How a Bitcoin Evangelist Made Himself Vanish, in 15 Not So Easy Steps - anothermouse
https://www.nytimes.com/2019/03/12/technology/how-to-disappear-surveillance-state.html
======
badideaprojects
It just all seems like cosplay. Time, expense and inconvience in order to gain
anonimity from casual twitter followers?

Will this protect him against a slightly funded and half motivated actor?
Probably not.

“Announcing Jameson Lopp as a speaker at Baltic Honeybadger 2019 Bitcoin
conference #bh2019, (link:
[https://bh2019.hodlhodl.com](https://bh2019.hodlhodl.com))
bh2019.hodlhodl.com”

[https://twitter.com/hodlhodl/status/1099286199783481350](https://twitter.com/hodlhodl/status/1099286199783481350)
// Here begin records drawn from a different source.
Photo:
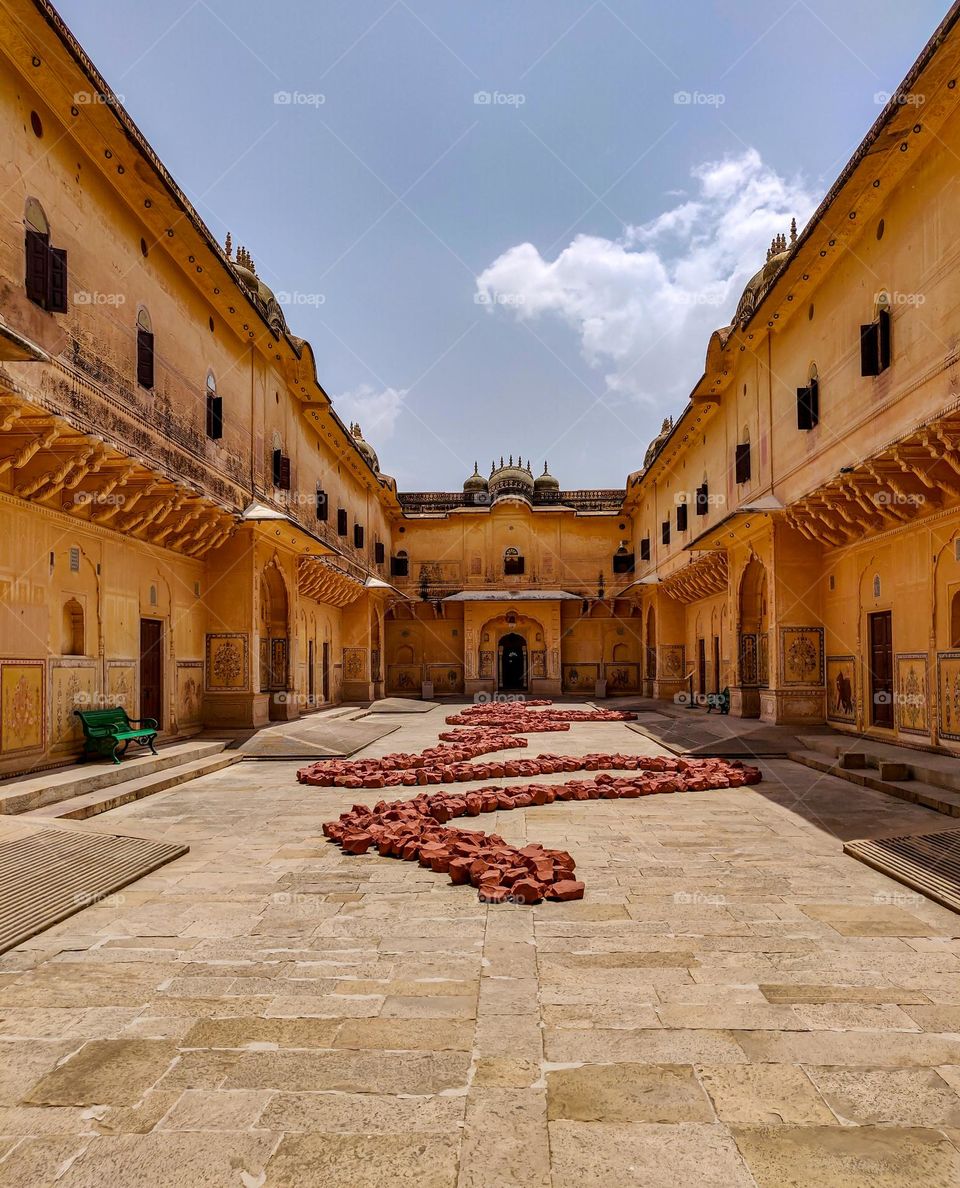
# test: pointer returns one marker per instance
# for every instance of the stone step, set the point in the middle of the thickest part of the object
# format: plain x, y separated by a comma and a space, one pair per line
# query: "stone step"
89, 804
30, 792
929, 768
915, 791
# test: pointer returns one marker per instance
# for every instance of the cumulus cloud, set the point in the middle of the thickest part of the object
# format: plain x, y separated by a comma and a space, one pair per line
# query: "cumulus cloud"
644, 304
376, 410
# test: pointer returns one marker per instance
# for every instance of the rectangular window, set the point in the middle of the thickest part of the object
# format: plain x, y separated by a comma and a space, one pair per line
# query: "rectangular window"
144, 358
214, 416
808, 405
875, 345
743, 462
284, 484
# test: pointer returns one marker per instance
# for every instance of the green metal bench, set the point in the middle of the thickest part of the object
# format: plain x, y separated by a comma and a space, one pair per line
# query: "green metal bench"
106, 731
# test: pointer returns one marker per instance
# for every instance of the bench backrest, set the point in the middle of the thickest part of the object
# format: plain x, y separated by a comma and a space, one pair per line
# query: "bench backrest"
113, 716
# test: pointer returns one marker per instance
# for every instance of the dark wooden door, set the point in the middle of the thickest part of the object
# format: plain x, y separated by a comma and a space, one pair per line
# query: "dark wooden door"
151, 669
512, 662
882, 669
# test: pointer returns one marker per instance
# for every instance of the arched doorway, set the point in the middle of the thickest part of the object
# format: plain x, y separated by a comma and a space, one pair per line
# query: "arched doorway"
273, 638
755, 637
512, 663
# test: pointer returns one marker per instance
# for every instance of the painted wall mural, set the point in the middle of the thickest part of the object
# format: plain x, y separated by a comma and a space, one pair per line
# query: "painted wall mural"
671, 662
21, 706
189, 693
841, 689
623, 677
580, 677
801, 655
948, 686
913, 696
354, 664
227, 662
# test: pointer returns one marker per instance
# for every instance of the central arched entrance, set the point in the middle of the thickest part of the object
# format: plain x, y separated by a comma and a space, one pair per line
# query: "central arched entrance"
512, 663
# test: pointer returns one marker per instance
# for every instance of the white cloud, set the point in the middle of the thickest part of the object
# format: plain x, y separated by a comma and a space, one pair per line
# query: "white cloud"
645, 304
376, 410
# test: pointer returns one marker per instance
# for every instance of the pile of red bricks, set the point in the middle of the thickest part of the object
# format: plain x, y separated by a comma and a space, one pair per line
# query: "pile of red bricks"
434, 765
509, 714
416, 831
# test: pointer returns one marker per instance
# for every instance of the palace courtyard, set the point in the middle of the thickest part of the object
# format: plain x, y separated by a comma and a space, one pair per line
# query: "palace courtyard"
734, 1000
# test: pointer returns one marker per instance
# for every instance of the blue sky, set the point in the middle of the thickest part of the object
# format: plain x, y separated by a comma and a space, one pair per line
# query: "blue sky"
505, 226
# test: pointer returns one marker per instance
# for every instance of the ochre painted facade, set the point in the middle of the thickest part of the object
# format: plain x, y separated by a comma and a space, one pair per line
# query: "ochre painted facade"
189, 529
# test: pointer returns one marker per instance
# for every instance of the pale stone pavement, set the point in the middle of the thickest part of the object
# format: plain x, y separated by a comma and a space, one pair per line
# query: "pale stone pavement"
733, 1003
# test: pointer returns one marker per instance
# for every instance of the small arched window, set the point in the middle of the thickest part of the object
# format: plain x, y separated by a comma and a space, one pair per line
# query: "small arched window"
743, 456
144, 349
74, 642
512, 562
955, 620
45, 265
214, 409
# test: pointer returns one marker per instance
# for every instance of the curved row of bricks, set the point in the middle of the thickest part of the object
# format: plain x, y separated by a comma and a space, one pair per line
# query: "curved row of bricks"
416, 831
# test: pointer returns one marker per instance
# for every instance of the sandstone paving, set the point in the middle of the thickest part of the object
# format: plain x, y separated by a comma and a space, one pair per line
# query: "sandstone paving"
734, 1002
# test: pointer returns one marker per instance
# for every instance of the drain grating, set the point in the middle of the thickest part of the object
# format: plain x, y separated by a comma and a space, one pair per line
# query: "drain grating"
49, 872
928, 863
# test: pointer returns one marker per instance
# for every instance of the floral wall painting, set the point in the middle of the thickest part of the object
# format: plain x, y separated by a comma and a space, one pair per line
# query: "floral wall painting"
227, 664
948, 684
802, 655
841, 689
913, 695
21, 706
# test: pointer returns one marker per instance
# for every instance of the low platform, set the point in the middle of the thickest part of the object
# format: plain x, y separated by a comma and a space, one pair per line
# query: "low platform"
51, 870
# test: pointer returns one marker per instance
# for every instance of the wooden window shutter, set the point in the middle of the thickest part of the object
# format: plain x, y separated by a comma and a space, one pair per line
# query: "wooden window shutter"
870, 349
743, 462
57, 296
214, 416
883, 334
37, 267
145, 359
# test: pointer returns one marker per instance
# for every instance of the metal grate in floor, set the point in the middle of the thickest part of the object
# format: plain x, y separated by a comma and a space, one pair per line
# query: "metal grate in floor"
928, 863
50, 871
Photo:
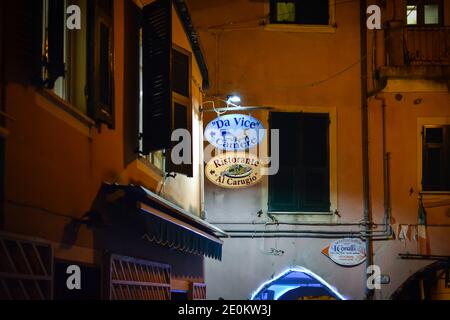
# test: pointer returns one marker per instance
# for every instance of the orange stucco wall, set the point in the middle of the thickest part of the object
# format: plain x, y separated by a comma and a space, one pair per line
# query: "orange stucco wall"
316, 69
55, 163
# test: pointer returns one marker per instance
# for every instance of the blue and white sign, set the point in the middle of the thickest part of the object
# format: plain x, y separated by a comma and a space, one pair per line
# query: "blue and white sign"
235, 132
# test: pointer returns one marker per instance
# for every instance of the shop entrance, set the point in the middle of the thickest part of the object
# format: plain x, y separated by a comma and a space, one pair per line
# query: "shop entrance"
297, 284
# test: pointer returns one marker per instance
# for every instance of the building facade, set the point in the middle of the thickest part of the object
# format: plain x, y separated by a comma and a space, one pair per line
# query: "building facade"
90, 96
355, 161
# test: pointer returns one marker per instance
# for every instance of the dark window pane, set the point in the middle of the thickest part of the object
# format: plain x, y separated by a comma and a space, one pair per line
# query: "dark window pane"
181, 119
315, 140
314, 12
180, 73
287, 124
302, 183
434, 135
105, 71
434, 167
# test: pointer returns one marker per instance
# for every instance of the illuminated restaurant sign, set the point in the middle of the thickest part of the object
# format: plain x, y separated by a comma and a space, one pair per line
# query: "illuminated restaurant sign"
234, 170
235, 132
346, 252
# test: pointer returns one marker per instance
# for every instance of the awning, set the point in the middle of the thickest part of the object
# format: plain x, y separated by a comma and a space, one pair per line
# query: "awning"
169, 225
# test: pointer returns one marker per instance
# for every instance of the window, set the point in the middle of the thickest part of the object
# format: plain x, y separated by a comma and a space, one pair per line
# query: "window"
181, 108
424, 12
156, 158
78, 64
309, 12
303, 181
436, 158
70, 76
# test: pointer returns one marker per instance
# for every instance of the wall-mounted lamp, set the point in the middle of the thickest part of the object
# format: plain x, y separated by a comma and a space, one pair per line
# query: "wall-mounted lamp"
233, 99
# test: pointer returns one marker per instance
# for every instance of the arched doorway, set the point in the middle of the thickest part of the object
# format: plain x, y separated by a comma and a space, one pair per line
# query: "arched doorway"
429, 283
296, 284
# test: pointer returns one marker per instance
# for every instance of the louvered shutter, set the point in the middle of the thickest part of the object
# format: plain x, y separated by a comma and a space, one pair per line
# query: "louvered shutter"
101, 62
284, 186
54, 56
157, 100
132, 73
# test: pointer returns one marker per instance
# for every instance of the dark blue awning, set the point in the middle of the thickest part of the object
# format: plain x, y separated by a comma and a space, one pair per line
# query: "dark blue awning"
168, 225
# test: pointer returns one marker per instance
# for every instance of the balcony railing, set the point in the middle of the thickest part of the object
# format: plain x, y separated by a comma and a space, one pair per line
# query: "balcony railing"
427, 45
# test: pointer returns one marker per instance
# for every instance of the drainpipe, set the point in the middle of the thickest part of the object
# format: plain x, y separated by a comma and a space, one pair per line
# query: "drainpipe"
369, 293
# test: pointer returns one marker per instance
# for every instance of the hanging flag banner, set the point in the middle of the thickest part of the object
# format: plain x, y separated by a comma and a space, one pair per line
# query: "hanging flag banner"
235, 132
346, 252
234, 170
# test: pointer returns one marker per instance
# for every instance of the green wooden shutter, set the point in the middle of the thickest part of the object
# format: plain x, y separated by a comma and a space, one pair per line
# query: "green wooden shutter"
157, 91
131, 87
54, 59
314, 163
101, 62
284, 187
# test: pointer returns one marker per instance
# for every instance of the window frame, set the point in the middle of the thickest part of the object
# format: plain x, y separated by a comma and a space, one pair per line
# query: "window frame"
421, 13
444, 145
270, 9
331, 163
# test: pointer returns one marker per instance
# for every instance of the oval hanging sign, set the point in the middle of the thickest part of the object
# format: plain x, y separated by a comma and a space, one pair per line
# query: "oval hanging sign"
234, 170
235, 132
346, 252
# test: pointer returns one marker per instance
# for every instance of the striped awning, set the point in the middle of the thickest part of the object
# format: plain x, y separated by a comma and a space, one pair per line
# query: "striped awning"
170, 226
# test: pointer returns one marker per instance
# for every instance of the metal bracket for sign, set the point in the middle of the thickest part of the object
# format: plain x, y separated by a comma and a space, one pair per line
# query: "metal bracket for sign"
235, 109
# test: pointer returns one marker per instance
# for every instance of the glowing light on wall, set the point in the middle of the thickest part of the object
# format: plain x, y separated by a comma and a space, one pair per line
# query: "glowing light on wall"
284, 291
Unless he is making a virtual appearance, just follow him or grab him there.

EDIT: I should make it clear I’m not just referencing the article but also the
twitter conversations I’ve seen from th author (swatting is a good reason to
take some of these steps obviously). For example,
[https://twitter.com/lopp/status/920669889064570880](https://twitter.com/lopp/status/920669889064570880).
He even comments himself in that thread “Local PD isn't going to send out the
SWAT team again without calling me first”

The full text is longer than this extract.